Another common workaround is just as problematic: Because organizations and operators are worried about low-priority jobs interfering with high-priority jobs, they often place strict limitations on users who want to run new jobs on the cluster. This can delay or even eliminate the real benefits that companies can get from using data in their businesses.
A Hadoop Wish List
Individual Hadoop practitioners likely have their own wish lists that are specific to their company’s unique circumstances, but there are some desires that are common to the majority of Hadoop administrators. For instance, all Hadoop administrators would benefit tremendously from an increase in overall visibility and control, including the ability to set priorities based on specific users and jobs, as well as the ability to monitor cluster performance at both a granular level and at a macro level. Additionally, administrators would benefit greatly from the ability to automate the enforcement of priorities and efficiently allocate resources across the cluster. This increase in clarity and control would enable companies to get more capacity out of their existing clusters, and allow Hadoop administrators to ensure that business-critical Hadoop applications are not compromised. These tools, however, must be incorporated seamlessly: without a cumbersome installation process and no disruption to the existing cluster environment. They must work with existing schedulers, cluster managers, and resource managers alike, including YARN.

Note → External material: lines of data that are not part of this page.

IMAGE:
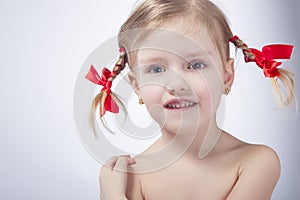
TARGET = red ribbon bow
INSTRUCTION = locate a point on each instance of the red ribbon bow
(106, 81)
(265, 58)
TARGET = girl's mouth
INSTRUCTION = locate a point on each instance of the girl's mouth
(179, 104)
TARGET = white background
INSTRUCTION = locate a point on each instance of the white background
(42, 47)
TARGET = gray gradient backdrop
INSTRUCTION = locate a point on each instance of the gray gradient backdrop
(42, 47)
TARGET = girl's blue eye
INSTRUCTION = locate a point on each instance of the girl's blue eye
(157, 69)
(196, 65)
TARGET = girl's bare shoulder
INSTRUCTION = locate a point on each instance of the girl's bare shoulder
(252, 157)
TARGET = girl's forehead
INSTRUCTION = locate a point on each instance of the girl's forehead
(175, 41)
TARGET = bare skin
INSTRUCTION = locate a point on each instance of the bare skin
(232, 172)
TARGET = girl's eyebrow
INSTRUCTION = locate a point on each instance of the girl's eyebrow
(149, 59)
(157, 59)
(197, 53)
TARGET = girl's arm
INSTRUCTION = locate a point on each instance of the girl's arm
(258, 175)
(134, 188)
(113, 178)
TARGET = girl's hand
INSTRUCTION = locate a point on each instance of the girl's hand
(113, 178)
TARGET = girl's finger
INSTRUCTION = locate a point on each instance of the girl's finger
(111, 162)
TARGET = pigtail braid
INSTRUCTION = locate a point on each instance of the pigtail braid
(284, 96)
(106, 99)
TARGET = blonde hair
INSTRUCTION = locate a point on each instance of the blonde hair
(155, 13)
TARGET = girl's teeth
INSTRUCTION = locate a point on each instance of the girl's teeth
(181, 105)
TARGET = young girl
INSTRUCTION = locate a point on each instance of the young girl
(178, 55)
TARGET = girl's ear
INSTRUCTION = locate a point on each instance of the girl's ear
(229, 73)
(133, 81)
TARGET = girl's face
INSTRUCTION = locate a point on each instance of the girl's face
(180, 77)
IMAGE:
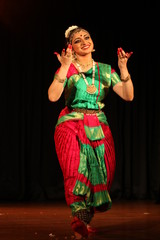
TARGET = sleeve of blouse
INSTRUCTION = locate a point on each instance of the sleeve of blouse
(115, 78)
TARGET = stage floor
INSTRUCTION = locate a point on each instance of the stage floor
(126, 220)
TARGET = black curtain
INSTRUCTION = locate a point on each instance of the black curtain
(30, 31)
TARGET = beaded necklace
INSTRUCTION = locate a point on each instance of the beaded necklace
(91, 89)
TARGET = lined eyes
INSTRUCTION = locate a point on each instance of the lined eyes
(78, 40)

Hadoop has earned a reputation as a breakthrough technology for grappling with the staggering amount of data that companies generate and collect each day. Yet the Hadoop limitations that we experienced years ago at Yahoo remain relevant today and, in fact, motivated us to start Pepperdata.
We look forward to the day when companies can fully rely on Hadoop – with control, visibility, and predictability for the most important jobs. Enterprise-quality Hadoop has the potential to enable companies to take advantage of big data and grow their businesses in new and exciting directions that cannot even be imagined today.
Sean Suchter is the co-founder and CEO of Pepperdata.